6月が過ぎてから全国的にクマ(ヒグマ、ツキノワグマ)出没・目撃情報は引きも切らない。ゴルフ場やその周辺では……。
画像: 都市部のゴルフ場でもクマの目撃情報が増えている

都市部のゴルフ場でもクマの目撃情報が増えている

先頃、栃木県宇都宮市中心部にツキノワグマが出没してメディアを賑わした。最終的に麻酔銃で捕獲されたが、市街地での出没ということもあり、市の方針で殺処分。大きな被害は出ずに騒動は収まった。

さて、ゴルフ場周辺での出没・目撃情報、まずは北海道北広島市の札幌リージェントGC。通行人の男性から110番通報があり警察官も目撃。場所は北広島市自然の森キャンプ場周辺、同GCはここから1km離れているという。

「市役所とも連携を取って情報を集約したところ、体長1メートル以内の子ヒグマで親からはぐれたんじゃないかと……。定住しているなら問題ですけど。警察とも連絡を取り合い、今は静観しているところです」(同GC支配人・堀内慎二氏)。
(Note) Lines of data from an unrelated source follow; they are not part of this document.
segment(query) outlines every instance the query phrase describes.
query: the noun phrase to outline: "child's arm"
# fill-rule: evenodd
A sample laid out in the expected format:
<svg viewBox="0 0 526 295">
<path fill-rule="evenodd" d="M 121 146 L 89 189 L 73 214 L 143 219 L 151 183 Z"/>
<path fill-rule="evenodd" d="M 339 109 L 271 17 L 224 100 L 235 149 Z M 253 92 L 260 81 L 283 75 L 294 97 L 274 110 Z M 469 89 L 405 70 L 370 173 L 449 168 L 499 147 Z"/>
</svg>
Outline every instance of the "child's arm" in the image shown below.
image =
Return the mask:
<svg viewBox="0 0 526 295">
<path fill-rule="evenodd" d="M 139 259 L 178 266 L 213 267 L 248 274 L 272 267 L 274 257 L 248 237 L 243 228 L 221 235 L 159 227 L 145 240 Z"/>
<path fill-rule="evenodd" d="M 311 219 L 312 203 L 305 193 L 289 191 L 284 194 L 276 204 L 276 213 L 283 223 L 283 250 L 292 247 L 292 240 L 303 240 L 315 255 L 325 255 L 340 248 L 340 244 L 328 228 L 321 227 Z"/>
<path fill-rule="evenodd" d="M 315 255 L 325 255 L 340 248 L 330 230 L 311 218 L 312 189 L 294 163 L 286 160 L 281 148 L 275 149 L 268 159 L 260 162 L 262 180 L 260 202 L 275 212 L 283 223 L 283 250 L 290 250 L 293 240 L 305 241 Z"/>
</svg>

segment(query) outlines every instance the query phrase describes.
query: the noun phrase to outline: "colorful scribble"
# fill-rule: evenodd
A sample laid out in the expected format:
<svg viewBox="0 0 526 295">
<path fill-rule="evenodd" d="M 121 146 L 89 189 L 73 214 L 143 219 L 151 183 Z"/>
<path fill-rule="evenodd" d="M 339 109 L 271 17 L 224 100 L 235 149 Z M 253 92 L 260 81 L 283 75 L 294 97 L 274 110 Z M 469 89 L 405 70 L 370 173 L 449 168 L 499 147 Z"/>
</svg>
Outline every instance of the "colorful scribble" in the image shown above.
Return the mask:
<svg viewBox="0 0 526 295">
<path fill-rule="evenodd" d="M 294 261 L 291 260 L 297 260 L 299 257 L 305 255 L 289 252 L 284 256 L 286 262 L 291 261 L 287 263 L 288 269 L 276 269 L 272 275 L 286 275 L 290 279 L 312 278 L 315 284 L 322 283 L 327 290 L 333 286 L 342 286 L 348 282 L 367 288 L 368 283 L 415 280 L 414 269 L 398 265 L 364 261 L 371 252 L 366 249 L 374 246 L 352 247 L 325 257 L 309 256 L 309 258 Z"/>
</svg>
秋田市にあるグリーンヒルゴルフ練習場。ツキノワグマが場内で目撃されている。

「昨年も出ています。ウチは300ヤードほどある打ちっ放しですが、250ヤードほどのところを歩いていたそうです」(同練習場)。

富山県小矢部市にある千羽平GCでは、コース内でクマのものと見られる足跡が発見され、利用客やスタッフへの注意喚起が行われた。

神戸市初のクマ出没は6月11日のこと。神戸市北区道場町の山林に、有害鳥獣捕獲用として設置されていたセンサーカメラにツキノワグマの成獣とみられる姿が映っていた。この山林の近くにあるのは武庫ノ台GC。クマ出没の報告を受け、安全第一を考えてナイトゴルフの営業を一時中止していたが、現在は再開。

福島市黒岩字学壇地内のゴルフ場ではツキノワグマ1頭(体長約1メートル)の目撃が報告されている。

このゴルフ場では考えられる対策は全部取っているとのこと。福島市単独でも6月中旬の2週間で22件の出没・痕跡情報が寄せられていて増加傾向にある 。

全国のクマ出没データを集計する「クママップ」によると、令和8年春の出没情報は九州や千葉県など11県を除くエリアで15万件超に達し、今年も記録的なペースで出没が続いている。

ゴルフ場のみならずゴルファーには細心の注意を払っていただきたい 。